Of note, azithromycin does not deplete the Wolbachia, so that there is still no therapeutic option for children and pregnant women. A 2 to 4-week course of rifampicin (but not a 1-week course) has substantial anti-Wolbachia activity, but its therapeutic implications need to be further studied.
Combination therapy
Combination therapy (albendazole 400 mg + ivermectin 200µg/kg) or (albendazole 400 mg + DEC 6 mg/kg) is largely used in mass drug administration at present to stop transmission. The second regimen is not used in countries where onchocerciasis occurs (risk of Mazotti reaction with acute blindness).
For the individual symptomatic patient, some experts recommend to combine a 6-week course of doxycycline with 14 days DEC, although the clinical superiority of this combination over doxycycline monotherapy has not been demonstrated so far.
Prevention
At the end of the 20th Century, it was estimated that about 120 million people were infected and about 43 million were symptomatic. In May 1997, the WHO adopted a resolution to eliminate lymphatic filariasis as a public health problem. The programme “Global Programme to Eliminate Lymphatic Filariasis” or “Global Lymphatic Filariasis Initiative” was launched in the year 2000. It is based on two approaches:
- annual single dose, two-drug treatment allowing suppression of microfilaraemia for a year and which can be given as mass treatment for 5-6 successive years [albendazole + ivermectin in onchocerciasis areas; albendazole + DEC in other areas],
- simple diagnostic tests that can be performed by a finger prick at any time of the day.

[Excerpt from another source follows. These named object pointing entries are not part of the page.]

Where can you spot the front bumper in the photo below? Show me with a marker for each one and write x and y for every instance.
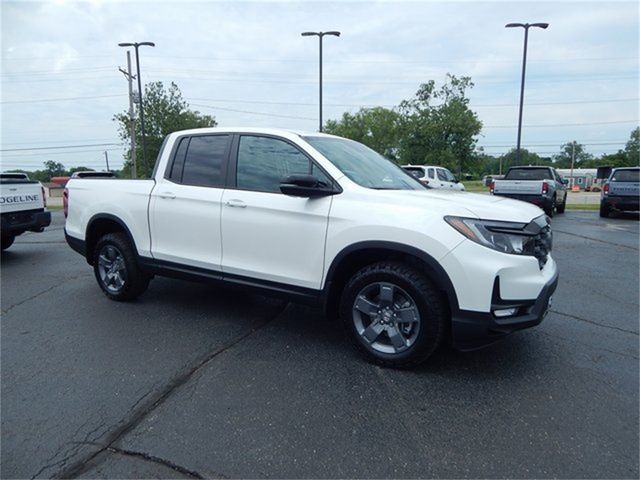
(15, 223)
(629, 203)
(472, 330)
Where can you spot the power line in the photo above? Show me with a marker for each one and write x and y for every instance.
(62, 99)
(46, 154)
(59, 147)
(254, 113)
(557, 143)
(262, 102)
(73, 142)
(563, 124)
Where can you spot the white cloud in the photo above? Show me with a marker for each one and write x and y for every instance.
(234, 53)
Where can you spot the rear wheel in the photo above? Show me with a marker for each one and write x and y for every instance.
(393, 314)
(116, 268)
(7, 241)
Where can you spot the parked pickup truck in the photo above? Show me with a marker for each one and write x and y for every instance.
(542, 186)
(621, 191)
(22, 207)
(320, 218)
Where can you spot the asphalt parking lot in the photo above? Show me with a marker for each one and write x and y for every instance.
(194, 381)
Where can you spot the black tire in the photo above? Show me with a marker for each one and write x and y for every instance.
(117, 248)
(551, 208)
(411, 287)
(7, 241)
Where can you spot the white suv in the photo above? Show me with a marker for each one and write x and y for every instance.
(435, 177)
(321, 219)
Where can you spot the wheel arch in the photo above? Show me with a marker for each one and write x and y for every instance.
(358, 255)
(100, 225)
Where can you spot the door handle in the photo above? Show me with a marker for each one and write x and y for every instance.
(236, 204)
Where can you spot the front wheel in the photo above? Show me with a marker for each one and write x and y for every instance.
(393, 314)
(116, 268)
(7, 241)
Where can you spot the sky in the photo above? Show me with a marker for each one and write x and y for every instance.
(246, 64)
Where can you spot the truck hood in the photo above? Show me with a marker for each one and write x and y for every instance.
(487, 207)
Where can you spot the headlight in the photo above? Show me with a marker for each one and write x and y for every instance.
(506, 237)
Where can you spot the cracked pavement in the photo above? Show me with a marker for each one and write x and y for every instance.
(194, 381)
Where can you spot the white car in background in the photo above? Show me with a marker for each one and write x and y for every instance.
(435, 177)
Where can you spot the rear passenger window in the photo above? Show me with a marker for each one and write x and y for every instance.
(204, 160)
(263, 162)
(175, 174)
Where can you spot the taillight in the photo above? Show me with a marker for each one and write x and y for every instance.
(65, 202)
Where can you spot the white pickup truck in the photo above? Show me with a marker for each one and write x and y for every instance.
(320, 218)
(542, 186)
(22, 207)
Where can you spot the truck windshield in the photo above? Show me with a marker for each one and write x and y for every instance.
(528, 174)
(364, 166)
(626, 176)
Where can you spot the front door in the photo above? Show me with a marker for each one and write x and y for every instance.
(184, 214)
(267, 235)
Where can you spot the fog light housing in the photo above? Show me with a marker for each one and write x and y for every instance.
(505, 312)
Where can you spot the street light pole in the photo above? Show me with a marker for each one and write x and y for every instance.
(320, 35)
(132, 125)
(136, 45)
(526, 27)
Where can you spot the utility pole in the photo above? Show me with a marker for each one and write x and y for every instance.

An alternative used in some countries (China, Taiwan) is DEC 0,3% medicated salt x 12 months. It is hoped to eradicate lymphatic filariasis by about 2020. Good financial backing has been provided but this still needs to be extended. Technical training, logistics and management support should be organised. Continuous monitoring and evaluation should constitute an integral part of the programme.
Of note, a recent small study in Papua New Guinea suggests that a triple-drug therapy (DEC + albendazole + ivermectin) would suppress the microfilaremia for up to 2 years (and should be considered in heavily infected patients). This requires confirmation in larger trials.
The focus of disease control has been mass drug administration programs as described above. Vector control with insecticide-treated bed nets is useful where Anopheles (night biting mosquito) transmit the parasite. Repellents as personal protection tools prevent on an individual level. Currently, no vaccine exists.